Friday, June 15, 2007

Leprous in Utopia: T. E. Berry-Hart, Escape from Geneopolis. London: Scholastic, 2007.

A well written dystopia that loses in interest as we move away from the city.

Arlo is a Natural living in a world of Citizens genetically engineered to feel no pain. He discovers he is a Natural just before he turns eleven years olf and at the same time as a new regent takes control of the city of Genopolis. Quite quickly he becomes the subject of conspiracy as the Regis seeks to control the city and the intellectual classes. Arlo is forced to run but is sent off with a book containing information about his birth and a map to the regions.

Usha is a Gemini. genetically engineered as a servant to work for a Citizen, she discovers that she is actually a clone of her mistress and is wanted for transplanted organs. She kills the surgeon and her mistress and runs.

The interesting material is all in the world building. Berry-Hart depicts well a socety that feels no pain and so, ironically, becomes susceptible to inury and infection. The collapsing economy of Genetopia is also well drawn and so are many of the poltiical conflicts.

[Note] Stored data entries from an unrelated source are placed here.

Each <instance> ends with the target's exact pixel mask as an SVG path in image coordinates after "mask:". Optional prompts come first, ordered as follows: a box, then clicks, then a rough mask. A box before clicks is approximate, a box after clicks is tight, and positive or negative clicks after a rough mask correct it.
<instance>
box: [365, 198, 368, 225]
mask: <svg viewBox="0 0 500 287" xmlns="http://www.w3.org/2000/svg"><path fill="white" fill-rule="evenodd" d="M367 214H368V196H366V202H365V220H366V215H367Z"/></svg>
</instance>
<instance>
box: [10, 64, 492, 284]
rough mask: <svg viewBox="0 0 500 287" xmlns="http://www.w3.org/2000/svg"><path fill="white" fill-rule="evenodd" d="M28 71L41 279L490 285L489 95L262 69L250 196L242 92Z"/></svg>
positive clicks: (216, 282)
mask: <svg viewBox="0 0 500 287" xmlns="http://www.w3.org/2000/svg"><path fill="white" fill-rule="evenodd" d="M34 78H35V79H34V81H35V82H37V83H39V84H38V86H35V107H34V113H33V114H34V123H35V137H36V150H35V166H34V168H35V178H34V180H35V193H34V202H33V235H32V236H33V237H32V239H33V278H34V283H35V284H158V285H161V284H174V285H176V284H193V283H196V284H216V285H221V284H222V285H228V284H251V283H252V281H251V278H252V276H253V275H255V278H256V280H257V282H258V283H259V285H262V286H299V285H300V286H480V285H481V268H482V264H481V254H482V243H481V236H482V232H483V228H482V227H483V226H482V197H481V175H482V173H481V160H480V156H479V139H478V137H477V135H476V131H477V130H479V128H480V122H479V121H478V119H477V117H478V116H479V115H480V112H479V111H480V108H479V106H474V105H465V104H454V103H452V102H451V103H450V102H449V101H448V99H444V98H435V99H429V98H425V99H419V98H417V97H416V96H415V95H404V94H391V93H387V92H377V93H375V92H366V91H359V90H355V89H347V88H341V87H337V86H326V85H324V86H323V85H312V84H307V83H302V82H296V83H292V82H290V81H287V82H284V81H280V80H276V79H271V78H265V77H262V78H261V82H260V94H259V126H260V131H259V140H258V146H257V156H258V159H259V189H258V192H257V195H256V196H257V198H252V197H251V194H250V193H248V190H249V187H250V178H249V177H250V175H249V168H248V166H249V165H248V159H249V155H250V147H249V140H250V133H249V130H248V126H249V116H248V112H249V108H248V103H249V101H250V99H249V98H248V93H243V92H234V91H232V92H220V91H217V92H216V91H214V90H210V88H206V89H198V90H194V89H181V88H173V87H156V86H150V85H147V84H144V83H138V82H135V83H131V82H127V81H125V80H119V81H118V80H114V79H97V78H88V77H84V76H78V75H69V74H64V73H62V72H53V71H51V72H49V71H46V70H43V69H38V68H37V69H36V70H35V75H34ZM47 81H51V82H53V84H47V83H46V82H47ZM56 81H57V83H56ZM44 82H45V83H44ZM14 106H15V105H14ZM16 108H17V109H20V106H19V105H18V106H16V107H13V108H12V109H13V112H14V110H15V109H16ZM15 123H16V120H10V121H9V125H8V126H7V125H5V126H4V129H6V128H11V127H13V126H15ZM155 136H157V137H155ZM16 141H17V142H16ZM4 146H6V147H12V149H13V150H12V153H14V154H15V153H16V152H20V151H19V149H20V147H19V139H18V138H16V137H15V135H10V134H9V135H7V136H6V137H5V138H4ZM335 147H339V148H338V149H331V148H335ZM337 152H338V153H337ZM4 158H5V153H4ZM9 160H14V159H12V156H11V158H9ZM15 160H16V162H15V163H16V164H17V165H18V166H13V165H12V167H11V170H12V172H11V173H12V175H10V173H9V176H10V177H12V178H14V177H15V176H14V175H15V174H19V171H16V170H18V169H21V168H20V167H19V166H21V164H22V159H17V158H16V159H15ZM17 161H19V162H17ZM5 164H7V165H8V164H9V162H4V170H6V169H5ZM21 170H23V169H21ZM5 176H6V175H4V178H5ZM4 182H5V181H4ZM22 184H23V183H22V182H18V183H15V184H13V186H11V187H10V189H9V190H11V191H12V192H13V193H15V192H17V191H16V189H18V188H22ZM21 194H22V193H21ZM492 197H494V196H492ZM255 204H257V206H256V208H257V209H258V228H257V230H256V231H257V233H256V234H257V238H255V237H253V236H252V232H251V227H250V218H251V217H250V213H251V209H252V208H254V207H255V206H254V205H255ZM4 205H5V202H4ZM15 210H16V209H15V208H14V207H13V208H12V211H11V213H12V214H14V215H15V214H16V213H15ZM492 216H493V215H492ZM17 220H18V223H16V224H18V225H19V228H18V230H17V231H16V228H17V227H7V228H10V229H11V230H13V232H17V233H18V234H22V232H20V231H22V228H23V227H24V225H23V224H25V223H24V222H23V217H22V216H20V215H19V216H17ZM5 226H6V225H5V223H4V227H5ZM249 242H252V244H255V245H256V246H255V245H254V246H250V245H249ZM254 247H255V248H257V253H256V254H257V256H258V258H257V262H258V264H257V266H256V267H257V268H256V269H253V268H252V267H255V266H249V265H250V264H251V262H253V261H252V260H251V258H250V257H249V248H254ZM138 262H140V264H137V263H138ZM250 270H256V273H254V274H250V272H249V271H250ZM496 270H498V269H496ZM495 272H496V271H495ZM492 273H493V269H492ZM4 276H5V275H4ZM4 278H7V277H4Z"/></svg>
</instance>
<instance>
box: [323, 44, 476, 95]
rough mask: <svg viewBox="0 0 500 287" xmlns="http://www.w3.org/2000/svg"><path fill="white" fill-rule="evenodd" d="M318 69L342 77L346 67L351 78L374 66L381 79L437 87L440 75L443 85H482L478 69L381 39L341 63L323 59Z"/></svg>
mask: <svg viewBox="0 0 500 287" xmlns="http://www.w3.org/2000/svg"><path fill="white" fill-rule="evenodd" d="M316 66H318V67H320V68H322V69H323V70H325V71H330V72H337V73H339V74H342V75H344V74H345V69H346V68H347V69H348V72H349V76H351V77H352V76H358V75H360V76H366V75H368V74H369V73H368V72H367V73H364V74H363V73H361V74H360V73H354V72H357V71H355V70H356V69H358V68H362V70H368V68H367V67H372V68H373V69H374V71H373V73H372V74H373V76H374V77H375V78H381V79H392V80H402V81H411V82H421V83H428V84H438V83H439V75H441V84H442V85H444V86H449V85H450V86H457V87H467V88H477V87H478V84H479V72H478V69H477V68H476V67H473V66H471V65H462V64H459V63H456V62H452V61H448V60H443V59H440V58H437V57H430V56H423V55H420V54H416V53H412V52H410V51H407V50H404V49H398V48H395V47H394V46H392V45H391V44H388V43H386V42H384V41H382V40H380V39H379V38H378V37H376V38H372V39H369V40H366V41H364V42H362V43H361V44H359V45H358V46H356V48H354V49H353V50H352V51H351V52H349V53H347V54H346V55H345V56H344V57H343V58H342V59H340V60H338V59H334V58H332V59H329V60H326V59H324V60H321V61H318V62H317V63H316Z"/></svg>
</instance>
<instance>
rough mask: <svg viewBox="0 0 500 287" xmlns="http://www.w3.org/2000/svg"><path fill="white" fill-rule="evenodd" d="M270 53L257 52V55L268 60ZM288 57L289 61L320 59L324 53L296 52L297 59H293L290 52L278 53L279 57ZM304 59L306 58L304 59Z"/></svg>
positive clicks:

Where the book falls down is that there are too many easy answers on the horizon: the Citizens will prove susceptible to emotion because proximity to a Natural provokes it (even if it is hatred), and while the book doesn't end in this volume you just know that the villains will die and there will be an emotional and emotive solution at the end--this is not a book in which, say, engineering will make a difference. The other problem is simply that this book is ongoing. Once Usha and Arlo start running, we lose the depth of the city and are into action adventure territory. It's written well, is reasonably excting but there is nothing new here, and very little reason for the adventure except to increase the pace--we know, after all, that neither main character will die.

Overall, a competent post-disaster story with an interesting dystopia, that falls into too many cliches of futuristic post-technological dystopias written for children. I've read a lot of them.